Many people in Florida get solicited and opt to install solar panels in their home to reduce their electric bills. It’s not uncommon for the cost of the solar panels to be in the $30,000 range with relatively high interest rates.
The contracts usually last for 20 years. With interest, the solar panels end up costing closer to $40,000 once its paid in full. So, it’s not a small investment. There are a lot of customers who end up having buyers’ remorse after that purchase.
Most of the solar panel companies will file what is called a UCC (Uniform Commercial Code) statement with the secretary of state to notify other creditors that there is a secured lien on their property. It creates a lien against the collateral so if your home is sold, their lien gets paid off. It also ensures that their collateral is not sold or not used as collateral for another loan. They typically use language in their financial statement that protects the rooftop solar panels, batteries, cables, wires, support brackets, and ground mounted racking systems and secures the solar system only.
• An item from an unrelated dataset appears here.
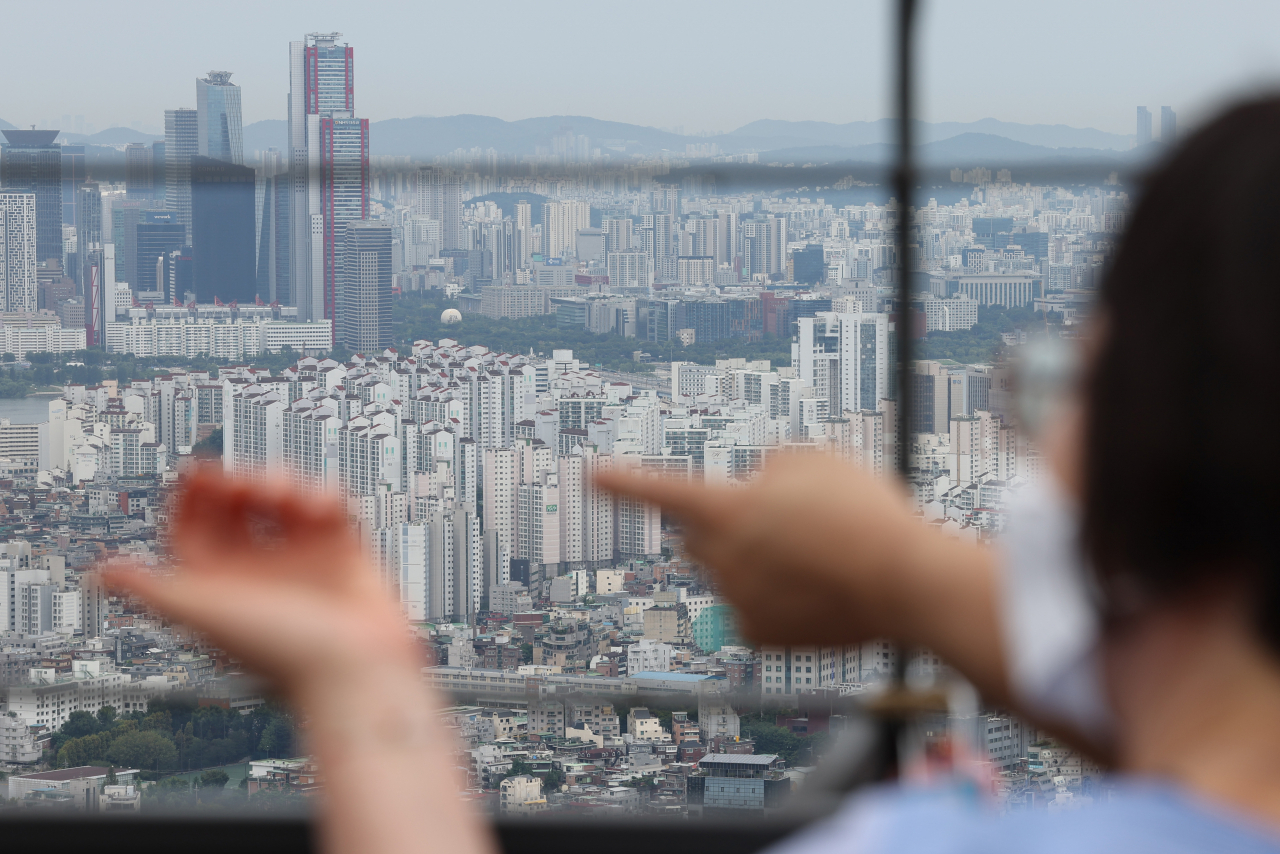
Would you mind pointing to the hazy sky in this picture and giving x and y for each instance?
(699, 64)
If you no longer want the solar panels, then bankruptcy will afford you some options. You can surrender the solar panels and system and see if the company will come and remove them. Another option would be to see if they send a reaffirmation agreement and try to renegotiate the terms of the loan. Alternatively a Chapter 13 case is where you can file a motion to value the panels so that you are paying back the value of the system instead of what you actually owe on it. This might also reduce your interest rate.
The only way to satisfy the UCC lien is to pay off the debt. UCC filings expire every five years.